We have created 18 tokenized funds on Polygon POS, and our strategy focuses on making these assets really functional. Currently, most tokenized assets remain across chains sleeping after creation and provides a small advantage over their traditional colleagues.
Our focus is to integrate these assets into DEFI, starting with enabling them as security in loan basins for borrowing.
Coindesk: How does polygon react to recent market volatility and regulatory developments?
Boirir: From our perspective, we just continue to build what the environment is. We know what we want to build and we just continue to build away by it.
The market reactions obviously affect the adoption. Ultimately, the economy ends up affecting the adoption of everything in the world and it is no different for crypto. All we can do is continue to build away and when the market turns, it is very well positioned with amazing products that users want to use.

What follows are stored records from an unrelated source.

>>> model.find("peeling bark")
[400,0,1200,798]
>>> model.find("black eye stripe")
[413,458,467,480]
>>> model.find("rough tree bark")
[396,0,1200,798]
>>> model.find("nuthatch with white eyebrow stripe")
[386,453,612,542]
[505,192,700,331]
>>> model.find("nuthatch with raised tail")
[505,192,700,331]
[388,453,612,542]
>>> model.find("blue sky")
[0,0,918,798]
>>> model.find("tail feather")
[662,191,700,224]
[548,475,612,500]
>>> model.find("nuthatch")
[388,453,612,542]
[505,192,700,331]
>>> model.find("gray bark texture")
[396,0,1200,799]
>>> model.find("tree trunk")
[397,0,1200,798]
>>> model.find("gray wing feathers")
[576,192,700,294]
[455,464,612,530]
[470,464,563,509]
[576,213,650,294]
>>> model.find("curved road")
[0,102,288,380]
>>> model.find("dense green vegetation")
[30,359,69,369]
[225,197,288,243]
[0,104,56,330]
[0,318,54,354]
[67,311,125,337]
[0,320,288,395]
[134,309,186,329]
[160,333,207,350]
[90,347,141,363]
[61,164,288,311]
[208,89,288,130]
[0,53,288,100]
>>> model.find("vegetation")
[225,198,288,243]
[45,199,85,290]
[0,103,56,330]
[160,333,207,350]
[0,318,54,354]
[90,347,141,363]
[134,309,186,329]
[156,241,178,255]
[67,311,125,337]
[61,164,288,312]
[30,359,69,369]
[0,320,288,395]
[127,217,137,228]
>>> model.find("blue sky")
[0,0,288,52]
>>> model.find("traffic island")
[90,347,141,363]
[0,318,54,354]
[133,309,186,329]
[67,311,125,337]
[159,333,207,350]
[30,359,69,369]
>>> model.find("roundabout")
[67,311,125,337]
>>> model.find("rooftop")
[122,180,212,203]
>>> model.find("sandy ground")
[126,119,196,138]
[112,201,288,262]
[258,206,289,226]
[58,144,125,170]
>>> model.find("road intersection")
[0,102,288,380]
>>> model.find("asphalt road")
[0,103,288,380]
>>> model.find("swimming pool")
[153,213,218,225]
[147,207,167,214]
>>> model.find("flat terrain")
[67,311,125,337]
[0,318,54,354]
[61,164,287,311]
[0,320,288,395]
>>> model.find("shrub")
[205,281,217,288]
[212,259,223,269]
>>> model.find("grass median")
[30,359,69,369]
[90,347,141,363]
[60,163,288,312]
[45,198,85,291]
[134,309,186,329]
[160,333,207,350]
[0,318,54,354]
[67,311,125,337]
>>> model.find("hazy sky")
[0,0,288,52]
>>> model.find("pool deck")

Coindesk: Several new blockchains have been launched with claims of superior performance metration. How does Polygon place its original POS chain in this increasingly competitive landscape?
Boirir: I think polygon pos is already very well positioned for it. There is a reason why we see payments adopted on POS-It is because it is actually already fast and cheap.
The thing with everything we build, including Polygon POS, is that we continue to customize it. One of the things that is exciting is that we get to see innovations across the room. People get to see how polygon pos is innovated and adopt some of these things. We look at what others are doing and adopt some of their ideas as well as continue to research and bring new ideas themselves.
So I think what you end up looking at POS is a chain that is as fast or faster than all the new chains we are talking about here. The lovely thing is that there are many years of very good security and still maintain the low costs currently available on-chain.